第8話

 わたしを近寄らせまいとする類に、せめて濡れタオルでも、と洗面所に走る。タオルを冷水に浸して、絞っているとぷすん、という音が聞こえた。


「類……?」


 リビングに戻ると、類はソファーに横たわったまま眠っていた。額にタオルを乗せると、じゅうっという音とともに水蒸気が上がった。恐る恐る触れてみると、さっきよりはマシになったものの、類の身体はやっぱり熱かった。


――オーバーヒートを検知し、緊急停止しました。再起動します


 類のものとも違う機械的な音声が聞こえた。


「オーバーヒート? 再起動? ねえ類、あなたは一体何者なの?」


 ソファーの前でへたり込んだまま動けないでいると、類の指がぴくりと動く。縋るようにその手を握ると、いつの間にかいつもの冷たさに戻っていた。

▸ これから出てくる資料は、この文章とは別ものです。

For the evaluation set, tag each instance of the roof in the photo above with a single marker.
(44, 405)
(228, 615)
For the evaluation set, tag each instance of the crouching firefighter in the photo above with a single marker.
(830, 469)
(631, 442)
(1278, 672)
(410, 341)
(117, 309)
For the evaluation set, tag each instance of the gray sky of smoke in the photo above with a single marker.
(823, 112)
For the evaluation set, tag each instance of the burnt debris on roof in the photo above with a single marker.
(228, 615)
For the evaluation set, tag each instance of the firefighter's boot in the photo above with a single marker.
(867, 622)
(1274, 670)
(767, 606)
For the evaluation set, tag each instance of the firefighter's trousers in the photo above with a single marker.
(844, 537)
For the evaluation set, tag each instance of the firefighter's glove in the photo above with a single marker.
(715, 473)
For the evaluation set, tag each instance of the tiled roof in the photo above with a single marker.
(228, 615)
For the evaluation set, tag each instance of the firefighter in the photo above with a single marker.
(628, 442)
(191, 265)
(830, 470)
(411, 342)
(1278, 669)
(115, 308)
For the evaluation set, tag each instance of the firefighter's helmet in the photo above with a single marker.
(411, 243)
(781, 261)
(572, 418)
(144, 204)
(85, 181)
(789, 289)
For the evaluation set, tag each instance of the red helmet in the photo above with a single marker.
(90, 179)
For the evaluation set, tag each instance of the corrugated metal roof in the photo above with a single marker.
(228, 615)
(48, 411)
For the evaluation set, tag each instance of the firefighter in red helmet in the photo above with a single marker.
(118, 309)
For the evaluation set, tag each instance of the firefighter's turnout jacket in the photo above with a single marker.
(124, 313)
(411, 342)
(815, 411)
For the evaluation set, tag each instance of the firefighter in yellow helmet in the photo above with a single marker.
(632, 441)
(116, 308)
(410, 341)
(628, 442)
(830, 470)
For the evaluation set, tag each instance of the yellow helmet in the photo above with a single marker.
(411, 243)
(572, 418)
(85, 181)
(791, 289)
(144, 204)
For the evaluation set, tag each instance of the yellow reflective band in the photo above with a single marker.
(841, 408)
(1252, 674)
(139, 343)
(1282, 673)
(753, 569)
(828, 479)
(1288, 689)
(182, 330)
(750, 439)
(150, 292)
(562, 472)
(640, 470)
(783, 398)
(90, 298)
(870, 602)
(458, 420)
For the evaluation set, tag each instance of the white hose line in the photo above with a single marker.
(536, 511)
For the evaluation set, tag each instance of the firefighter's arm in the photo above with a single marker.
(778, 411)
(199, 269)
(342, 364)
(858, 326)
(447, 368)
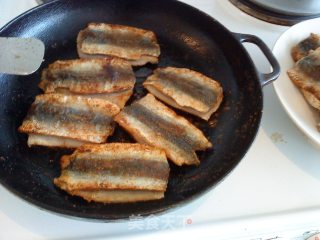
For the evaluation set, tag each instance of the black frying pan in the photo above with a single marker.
(188, 38)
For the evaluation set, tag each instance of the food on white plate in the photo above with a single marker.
(151, 122)
(136, 45)
(303, 48)
(108, 78)
(186, 89)
(68, 121)
(306, 76)
(115, 173)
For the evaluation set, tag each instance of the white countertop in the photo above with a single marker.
(274, 191)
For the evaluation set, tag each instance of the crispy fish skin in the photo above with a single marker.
(118, 98)
(187, 90)
(115, 172)
(118, 196)
(305, 75)
(136, 45)
(88, 76)
(303, 48)
(151, 122)
(69, 117)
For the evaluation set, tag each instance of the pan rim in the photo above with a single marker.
(160, 210)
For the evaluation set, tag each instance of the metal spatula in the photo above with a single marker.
(20, 56)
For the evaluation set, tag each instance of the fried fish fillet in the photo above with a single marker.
(187, 90)
(57, 120)
(303, 48)
(136, 45)
(151, 122)
(107, 78)
(115, 172)
(306, 76)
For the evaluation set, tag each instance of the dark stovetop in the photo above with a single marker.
(270, 15)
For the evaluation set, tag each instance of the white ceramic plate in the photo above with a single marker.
(304, 116)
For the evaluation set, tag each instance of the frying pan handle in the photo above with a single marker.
(266, 78)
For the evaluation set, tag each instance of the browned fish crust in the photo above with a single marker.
(71, 117)
(151, 122)
(112, 172)
(136, 45)
(303, 48)
(186, 89)
(305, 75)
(88, 76)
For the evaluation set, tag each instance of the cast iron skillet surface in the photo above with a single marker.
(188, 38)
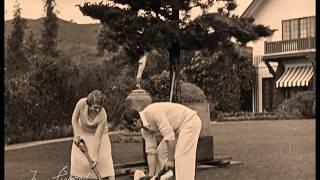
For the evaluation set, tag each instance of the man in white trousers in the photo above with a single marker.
(180, 127)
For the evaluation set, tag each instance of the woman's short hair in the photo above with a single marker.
(96, 97)
(130, 115)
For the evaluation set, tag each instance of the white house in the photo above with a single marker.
(286, 61)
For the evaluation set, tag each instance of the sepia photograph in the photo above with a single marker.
(160, 89)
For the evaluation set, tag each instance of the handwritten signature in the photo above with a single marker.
(61, 176)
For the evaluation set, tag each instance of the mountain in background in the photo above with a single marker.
(78, 41)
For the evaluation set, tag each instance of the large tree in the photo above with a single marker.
(142, 25)
(49, 32)
(15, 57)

 類は立ち上がって、わたしを見下ろす。その表情は堅く、知らない人のよう。


「類……? どうしたの? もう平気なの?」

「類、そうです。僕の名前は安藤類。正式には、人型ロボットアンドロイド試作機1号です。あなたの名前は?」


 目の前が真っ白になった。類は人間じゃなかった。そう言われてみれば、類に抱きついても心臓の鼓動を感じたことがなかった。そんなことより、類がわたしのことを覚えていないのが悲しくて、ショックだった。わたしが無理にキスなんかしたから、類は。大粒の涙が床にぱたりと落ちた。





◇◇◇




「何か嫌なことでもありましたか? 元気の出る料理でも作りましょうか」


 いつのまにか屈んでわたしと目線を合わせていた類は、心配そうにわたしを見つめている。


「ハンバーグ、作って」


 数回の瞬きの後、類はふわりと微笑んだ。


「……僕の一番得意な料理です」


 そう言った類は、わたしの頬をそっと撫で、優しく口づけてくれた。